Ben Brantley, chief theatre critic for The New York Times since 1996 and editor of "The New York Times Book of Broadway: On the Aisle for the Unforgettable Plays of the Last Century," will receive the Award for Theatre History Preservation.

Funds raised from this event will help support: the growth of The Theatre Museum organization; programs such as "Showboat 'Round the Bend!" on view at the Waterfront Museum in Red Hook, Brooklyn until May 2008; exhibitions in development including series focusing on The Ethnic Contributions to the American Theatre and exploring The Theatre History of New York's Five Boroughs ; and education outreach to public and private schools from elementary to university levels. Other programs include the Meet the Author series online and in person, theatre history walking tours, lectures and seminars. 

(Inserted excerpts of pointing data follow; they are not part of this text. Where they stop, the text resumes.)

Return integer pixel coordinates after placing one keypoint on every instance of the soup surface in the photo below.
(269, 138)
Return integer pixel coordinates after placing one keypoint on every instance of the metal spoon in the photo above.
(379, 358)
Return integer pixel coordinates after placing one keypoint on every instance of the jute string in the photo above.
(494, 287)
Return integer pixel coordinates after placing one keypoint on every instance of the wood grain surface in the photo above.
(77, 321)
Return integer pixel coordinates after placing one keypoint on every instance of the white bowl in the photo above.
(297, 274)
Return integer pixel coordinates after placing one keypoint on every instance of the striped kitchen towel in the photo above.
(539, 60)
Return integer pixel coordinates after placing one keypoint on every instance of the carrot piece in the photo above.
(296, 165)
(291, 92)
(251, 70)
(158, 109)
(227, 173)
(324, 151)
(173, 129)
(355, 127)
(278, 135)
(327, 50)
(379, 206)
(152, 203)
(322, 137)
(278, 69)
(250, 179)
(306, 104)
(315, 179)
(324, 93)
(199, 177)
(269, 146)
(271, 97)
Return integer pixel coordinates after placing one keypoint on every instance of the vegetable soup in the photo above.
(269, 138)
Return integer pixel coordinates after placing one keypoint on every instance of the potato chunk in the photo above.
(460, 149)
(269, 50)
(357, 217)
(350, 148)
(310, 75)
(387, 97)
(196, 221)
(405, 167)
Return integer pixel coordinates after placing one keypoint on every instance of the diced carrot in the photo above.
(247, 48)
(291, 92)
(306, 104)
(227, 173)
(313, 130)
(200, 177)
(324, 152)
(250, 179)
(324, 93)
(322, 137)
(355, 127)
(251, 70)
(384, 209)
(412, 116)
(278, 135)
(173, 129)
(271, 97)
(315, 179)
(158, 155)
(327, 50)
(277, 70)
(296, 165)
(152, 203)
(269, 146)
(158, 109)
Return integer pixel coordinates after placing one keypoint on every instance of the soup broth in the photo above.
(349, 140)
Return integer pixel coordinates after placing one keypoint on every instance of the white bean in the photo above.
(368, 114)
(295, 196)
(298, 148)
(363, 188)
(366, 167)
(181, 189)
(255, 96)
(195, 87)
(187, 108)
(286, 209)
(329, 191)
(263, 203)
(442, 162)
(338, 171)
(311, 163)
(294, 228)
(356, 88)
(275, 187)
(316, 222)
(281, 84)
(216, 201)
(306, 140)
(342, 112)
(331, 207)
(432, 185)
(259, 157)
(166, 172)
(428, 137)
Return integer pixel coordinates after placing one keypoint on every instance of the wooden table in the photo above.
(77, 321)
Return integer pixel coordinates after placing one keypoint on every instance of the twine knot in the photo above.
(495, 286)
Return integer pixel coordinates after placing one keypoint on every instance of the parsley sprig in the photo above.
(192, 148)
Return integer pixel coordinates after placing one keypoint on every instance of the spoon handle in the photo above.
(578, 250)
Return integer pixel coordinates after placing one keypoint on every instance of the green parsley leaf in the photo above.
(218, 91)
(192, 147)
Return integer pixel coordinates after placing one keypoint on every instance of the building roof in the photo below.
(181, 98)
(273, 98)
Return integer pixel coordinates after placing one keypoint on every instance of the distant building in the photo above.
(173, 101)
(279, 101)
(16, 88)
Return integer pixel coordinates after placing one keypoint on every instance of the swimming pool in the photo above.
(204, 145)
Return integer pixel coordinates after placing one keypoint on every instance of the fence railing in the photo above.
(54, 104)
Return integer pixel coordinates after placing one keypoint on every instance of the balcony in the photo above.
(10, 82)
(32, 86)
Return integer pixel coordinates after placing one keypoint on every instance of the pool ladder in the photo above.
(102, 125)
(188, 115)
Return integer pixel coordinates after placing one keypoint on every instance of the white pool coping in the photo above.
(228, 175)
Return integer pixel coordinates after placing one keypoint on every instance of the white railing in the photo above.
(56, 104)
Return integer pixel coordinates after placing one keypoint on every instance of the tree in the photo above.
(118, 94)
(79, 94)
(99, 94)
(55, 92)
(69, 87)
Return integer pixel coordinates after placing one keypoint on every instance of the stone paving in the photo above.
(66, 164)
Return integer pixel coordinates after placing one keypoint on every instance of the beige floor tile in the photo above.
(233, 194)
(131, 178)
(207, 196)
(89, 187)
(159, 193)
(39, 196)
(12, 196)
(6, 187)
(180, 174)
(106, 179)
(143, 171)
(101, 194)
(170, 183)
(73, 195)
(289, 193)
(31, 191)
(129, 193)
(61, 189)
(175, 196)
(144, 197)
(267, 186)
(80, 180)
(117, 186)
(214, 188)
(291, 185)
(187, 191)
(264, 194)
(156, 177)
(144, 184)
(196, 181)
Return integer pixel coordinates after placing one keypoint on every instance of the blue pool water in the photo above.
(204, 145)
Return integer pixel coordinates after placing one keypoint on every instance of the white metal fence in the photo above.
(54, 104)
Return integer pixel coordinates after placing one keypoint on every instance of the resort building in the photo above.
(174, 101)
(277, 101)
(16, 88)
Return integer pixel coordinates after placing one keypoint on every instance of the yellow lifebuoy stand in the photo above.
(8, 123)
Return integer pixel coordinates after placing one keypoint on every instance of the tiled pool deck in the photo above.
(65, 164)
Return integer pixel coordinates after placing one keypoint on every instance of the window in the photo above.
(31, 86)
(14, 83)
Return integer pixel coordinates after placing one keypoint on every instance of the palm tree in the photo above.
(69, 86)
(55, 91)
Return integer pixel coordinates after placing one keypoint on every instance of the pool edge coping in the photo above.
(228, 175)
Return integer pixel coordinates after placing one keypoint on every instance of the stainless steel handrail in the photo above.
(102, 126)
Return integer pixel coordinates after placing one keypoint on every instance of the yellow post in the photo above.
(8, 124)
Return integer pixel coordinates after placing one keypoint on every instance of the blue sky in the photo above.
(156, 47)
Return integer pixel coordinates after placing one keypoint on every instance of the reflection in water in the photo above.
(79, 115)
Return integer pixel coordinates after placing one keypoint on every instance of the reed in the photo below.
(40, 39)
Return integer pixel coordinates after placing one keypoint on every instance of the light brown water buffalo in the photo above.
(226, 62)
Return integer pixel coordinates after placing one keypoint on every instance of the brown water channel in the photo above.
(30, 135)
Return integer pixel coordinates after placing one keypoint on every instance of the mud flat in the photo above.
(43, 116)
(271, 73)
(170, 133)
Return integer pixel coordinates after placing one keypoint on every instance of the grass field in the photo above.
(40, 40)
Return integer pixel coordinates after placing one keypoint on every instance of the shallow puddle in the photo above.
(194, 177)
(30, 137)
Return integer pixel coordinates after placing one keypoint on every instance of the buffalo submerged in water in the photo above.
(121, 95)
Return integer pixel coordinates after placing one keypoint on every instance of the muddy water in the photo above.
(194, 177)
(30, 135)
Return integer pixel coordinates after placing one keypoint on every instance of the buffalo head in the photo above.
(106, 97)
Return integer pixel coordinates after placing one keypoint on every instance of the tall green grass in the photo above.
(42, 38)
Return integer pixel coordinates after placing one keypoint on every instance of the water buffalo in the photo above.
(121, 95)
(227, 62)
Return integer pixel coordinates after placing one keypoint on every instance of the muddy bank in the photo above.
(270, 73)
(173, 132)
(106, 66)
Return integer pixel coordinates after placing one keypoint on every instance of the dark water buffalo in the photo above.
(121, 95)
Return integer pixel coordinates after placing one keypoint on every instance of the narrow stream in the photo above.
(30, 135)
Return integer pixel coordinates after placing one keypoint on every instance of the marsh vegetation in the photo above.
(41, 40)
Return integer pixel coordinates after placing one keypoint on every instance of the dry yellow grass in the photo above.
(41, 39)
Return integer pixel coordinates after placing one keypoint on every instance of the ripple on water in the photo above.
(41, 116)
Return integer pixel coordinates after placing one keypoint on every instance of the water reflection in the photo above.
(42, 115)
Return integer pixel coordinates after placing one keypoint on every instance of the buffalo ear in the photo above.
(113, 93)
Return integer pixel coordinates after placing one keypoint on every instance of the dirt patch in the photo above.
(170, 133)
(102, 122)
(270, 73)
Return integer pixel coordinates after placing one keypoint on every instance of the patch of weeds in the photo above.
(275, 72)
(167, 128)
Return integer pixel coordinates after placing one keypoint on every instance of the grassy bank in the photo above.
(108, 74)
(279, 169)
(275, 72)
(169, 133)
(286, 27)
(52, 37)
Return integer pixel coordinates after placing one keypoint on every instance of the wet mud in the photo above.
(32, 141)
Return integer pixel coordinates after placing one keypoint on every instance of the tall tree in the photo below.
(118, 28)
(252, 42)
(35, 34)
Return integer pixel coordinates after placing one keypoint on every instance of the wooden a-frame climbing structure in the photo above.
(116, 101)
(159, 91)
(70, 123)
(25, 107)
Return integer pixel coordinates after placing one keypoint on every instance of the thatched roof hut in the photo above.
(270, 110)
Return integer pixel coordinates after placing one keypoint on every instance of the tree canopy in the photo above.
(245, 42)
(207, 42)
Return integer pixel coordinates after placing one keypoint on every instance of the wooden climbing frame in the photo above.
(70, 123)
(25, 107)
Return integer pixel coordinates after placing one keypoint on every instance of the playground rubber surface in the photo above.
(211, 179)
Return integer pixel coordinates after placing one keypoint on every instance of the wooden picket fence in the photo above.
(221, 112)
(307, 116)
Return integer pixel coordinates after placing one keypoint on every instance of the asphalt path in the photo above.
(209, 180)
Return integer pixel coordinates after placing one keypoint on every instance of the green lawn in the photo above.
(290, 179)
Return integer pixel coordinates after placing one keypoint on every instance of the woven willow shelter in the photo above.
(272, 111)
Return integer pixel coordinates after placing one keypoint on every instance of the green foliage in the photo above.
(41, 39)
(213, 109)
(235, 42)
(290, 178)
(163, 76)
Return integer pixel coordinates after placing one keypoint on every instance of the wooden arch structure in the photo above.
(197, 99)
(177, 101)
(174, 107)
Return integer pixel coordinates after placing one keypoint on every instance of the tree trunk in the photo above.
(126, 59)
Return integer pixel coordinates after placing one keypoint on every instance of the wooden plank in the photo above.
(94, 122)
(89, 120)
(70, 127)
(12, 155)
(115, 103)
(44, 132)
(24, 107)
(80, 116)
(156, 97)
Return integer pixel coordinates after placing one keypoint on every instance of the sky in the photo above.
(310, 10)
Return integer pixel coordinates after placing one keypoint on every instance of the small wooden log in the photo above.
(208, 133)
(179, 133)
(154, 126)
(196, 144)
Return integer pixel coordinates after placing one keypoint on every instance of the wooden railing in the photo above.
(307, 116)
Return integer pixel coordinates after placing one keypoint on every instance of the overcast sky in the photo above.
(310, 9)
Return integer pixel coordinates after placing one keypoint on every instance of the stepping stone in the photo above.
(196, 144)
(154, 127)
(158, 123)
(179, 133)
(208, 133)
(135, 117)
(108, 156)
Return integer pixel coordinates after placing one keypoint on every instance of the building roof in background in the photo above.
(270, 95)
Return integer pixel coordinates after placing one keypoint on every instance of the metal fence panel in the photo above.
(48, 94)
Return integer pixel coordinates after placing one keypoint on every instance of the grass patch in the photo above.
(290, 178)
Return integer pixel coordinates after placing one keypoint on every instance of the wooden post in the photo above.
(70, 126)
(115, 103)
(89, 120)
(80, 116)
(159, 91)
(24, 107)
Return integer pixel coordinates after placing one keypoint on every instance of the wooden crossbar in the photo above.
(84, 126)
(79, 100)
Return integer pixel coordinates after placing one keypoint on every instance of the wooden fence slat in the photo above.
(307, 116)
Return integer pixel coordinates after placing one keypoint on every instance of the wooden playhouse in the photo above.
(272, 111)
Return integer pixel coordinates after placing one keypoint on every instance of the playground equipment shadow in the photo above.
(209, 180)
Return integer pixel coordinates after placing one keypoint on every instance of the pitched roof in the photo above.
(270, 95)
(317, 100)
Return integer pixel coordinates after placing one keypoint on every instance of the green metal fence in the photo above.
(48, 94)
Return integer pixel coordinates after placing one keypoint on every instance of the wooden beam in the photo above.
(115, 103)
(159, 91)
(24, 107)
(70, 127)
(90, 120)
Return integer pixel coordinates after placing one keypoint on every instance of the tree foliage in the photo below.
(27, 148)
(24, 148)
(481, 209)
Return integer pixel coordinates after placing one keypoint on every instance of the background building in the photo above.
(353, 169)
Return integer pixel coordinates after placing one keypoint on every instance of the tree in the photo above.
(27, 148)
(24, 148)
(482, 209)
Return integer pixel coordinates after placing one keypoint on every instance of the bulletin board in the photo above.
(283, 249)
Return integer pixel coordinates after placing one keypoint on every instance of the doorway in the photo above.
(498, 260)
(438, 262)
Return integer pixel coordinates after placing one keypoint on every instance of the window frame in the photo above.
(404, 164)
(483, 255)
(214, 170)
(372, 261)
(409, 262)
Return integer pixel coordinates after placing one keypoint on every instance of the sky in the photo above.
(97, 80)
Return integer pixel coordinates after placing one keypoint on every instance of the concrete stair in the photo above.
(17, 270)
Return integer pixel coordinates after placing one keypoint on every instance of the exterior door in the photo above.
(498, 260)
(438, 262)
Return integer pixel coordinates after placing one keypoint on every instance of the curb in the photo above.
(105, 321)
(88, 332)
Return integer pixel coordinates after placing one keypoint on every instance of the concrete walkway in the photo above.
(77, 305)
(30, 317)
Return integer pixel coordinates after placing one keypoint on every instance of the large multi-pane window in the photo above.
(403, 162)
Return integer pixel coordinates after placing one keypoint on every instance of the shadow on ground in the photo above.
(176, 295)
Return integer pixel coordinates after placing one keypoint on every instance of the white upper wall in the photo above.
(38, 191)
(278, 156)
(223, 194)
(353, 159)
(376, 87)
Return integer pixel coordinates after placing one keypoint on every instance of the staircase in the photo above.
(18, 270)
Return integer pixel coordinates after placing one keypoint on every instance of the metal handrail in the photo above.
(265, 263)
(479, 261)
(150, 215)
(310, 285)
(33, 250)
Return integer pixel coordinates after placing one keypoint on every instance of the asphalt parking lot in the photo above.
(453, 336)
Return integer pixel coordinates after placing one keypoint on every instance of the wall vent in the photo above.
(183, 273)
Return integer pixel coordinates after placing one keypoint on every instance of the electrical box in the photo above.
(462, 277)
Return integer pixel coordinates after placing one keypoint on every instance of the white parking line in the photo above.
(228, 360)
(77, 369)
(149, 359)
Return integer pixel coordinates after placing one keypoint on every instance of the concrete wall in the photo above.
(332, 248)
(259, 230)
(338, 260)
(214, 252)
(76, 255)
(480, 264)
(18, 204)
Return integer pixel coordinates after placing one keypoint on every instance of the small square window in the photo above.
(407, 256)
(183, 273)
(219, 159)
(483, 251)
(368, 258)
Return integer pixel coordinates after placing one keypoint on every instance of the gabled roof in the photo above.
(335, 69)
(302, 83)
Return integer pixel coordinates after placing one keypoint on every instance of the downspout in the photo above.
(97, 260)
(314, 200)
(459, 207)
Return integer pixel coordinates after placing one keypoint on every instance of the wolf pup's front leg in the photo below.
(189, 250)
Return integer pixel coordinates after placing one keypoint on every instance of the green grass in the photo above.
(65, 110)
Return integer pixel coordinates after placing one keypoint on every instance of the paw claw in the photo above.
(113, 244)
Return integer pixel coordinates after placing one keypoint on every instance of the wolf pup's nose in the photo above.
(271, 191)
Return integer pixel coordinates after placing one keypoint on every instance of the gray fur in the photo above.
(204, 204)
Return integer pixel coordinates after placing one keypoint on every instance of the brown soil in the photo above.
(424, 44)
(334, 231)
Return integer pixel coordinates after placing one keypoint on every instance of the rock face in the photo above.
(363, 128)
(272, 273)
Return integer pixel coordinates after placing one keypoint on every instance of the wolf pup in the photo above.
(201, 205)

The Theatre Museum is New York 's first and only chartered, non-profit museum dedicated to the history of theatre.  Its primary mission is to preserve, protect and perpetuate the legacy of theatre through innovative programming including exhibitions and presentations, collaborations, theatre arts education and the annual Theatre Museum Awards for Excellence ceremony.  The vision for The Theatre Museum includes a permanent, world-class exhibition space featuring interactive exhibits, exhibitions showcasing the past, present and future of theatre here and abroad, and seminars and workshops.